今、酵母の表層に糖質加水分解酵素を発現させる実験をしています。

酵素活性が蛍光でわかる合成基質を培地に加えているのですが、どうも蛍光が見られません。


塩基配列が怪しい部分があり、そこを読み直してみたのですが、結果デリションは起こっていませんでした。

では何故？

ただ単に発現していないということだけかもしれませんが、どうも諦めがつきません。


酵母は弱酸性の条件下で生育をしますが、それでは蛍光の感度が悪くなるというのに気づきました。

製品情報によるとpH7に比べ、pH10だと100倍感度が上がると書いてありました。


これだ！

と思い、書いてあった通りに0.1Mのグリシンバッファー（pH10）を作り、酵母の培養液とバッファーを混ぜて紫外線を当てると・・・


ピカーン！

と光るじゃないですか！

しかし、この世界、何事もコントロールという、よく理科の実験でいう対照実験というヤツは欠かせないもので、ただやって光ればいいものじゃありません。

バッファーだけでも光るんじゃないかとか、菌の自家蛍光じゃないかとかあらゆる可能性をつぶさないといけないのです。

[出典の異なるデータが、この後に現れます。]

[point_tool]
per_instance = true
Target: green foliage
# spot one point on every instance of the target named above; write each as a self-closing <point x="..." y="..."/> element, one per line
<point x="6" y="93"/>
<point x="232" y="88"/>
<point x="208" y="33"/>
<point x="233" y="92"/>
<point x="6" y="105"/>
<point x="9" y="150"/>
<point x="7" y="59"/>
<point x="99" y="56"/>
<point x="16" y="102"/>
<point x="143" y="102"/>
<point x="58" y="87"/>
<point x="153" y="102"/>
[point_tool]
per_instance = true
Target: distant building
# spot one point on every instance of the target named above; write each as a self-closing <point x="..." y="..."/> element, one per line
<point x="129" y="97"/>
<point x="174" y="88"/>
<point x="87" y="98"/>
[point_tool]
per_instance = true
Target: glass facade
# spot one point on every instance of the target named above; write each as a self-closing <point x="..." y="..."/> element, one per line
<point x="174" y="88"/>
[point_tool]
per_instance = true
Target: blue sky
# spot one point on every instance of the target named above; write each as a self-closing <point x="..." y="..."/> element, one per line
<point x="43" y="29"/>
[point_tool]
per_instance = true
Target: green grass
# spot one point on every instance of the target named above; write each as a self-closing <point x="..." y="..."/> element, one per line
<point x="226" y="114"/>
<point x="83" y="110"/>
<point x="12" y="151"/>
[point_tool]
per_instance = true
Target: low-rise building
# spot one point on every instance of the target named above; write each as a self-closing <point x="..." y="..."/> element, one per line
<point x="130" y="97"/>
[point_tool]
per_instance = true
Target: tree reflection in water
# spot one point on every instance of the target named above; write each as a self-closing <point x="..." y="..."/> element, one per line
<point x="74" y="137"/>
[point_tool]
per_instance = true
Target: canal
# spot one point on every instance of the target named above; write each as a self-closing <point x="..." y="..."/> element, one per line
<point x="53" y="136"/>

ってことでまず、バッファーのみとバッファーと合成基質を混ぜたものを光らせてみました。


ピカーン！

あれ？基質も光っちゃった・・・

どうやらバックグランドというヤツで、酵素と反応していないのにも関わらず、遊離している可能性がありました。

そこでpH10だと感度がよすぎるのでpH8で、またリコンビナントの酵素と基質を入れたものも試してみました。

すると、コントロール＝培養液〈リコンビナント

となり、どうやら発現していない可能性が高くなってしまいました。


とまぁ実験やってて、こんなのは多々あって、10やって1うまくいけばいいかなぁって感じだし、結果がうまくいかなくても次の何かが見えてくることだってあるんです。

まためげずにトライしていかんとなぁ。